Document the governance strategy for rendering databases as OBO

Note: it is acceptable to close this and say this project is not intended to represent consensus mapping of databases to OBO. I think that would be a wasted opportunity and we should be moving this towards a community standard.

When OBO-izing a database, there are many decisions that are made, either explicitly or implicitly. These have long term consequences for us.

Identifiers: do ECs have dashes in them?
Terminological: What gets the primary label: symbol or full name?
Metadata: What kinds of textual information is included, what is excluded? Definitions?
Ontological: What is the relationship between a gene, an EC, and a RHEA? (see this diagram)
Ismorphism: To what extent do we retain isomorphism with source vs introducing additional information that is useful in an OBO context (lots of examples here: https://github.com/obophenotype/ncbitaxon/issues)
Principles / Guidelines: What is best practice? When is OBO followed, when is it not suitable?

Some of these decisions can be punted elsewhere; identifiers can largely be punted to bioregistry.

As far as general principles, I believe that here there is a general best-effort (if unstated) to conform to OBO principles. However, as per slide 43 from my databases as OBO deck I don't think it makes sense to blindly apply OBO principles to OBOized databases. I think there are probably many lessons learned from existing efforts in the obo-db-ingest project that could be explicitly articulated for parallel guidelines.

I think there are some very practical OBO principles that should be adhered to, such as: entries should as far as possible have labels: https://github.com/biopragmatics/pyobo/issues/169

There are modeling decisions that are made that are potentially very impactful in terms of constraining how the OBO products are used. For example, when using a RO relation to link two entities (e.g. https://github.com/pyobo/pyobo/pull/168#issuecomment-1918097635) this basically injects a superclass into both sides of the relation. You are making a statement on behalf of the resource about what kind of thing they represent. This is a form of axiom injection.
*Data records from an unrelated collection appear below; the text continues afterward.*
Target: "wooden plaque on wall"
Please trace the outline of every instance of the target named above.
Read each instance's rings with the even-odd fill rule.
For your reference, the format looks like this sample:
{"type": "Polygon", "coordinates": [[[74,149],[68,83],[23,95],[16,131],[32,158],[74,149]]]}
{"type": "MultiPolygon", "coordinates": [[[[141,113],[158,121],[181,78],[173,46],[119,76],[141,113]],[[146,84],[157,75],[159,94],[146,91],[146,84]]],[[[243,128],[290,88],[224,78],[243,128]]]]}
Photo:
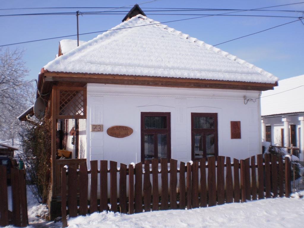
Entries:
{"type": "Polygon", "coordinates": [[[133,133],[133,129],[126,126],[112,126],[107,130],[107,133],[116,138],[124,138],[133,133]]]}
{"type": "Polygon", "coordinates": [[[241,122],[231,121],[230,122],[231,129],[231,138],[241,138],[241,122]]]}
Of course, this is necessary to some extent to make the resulting OBO usable. And we already do this to some extent in biolink. E.g. these are what biolink considers acceptable ID prefixes for a Gene: https://biolink.github.io/biolink-model/Gene/#valid-id-prefixes

These will be some of the harder ones (just look at the COB repo, and the dreaded D** discussion). But I think we should be very practical here and not get bogged down.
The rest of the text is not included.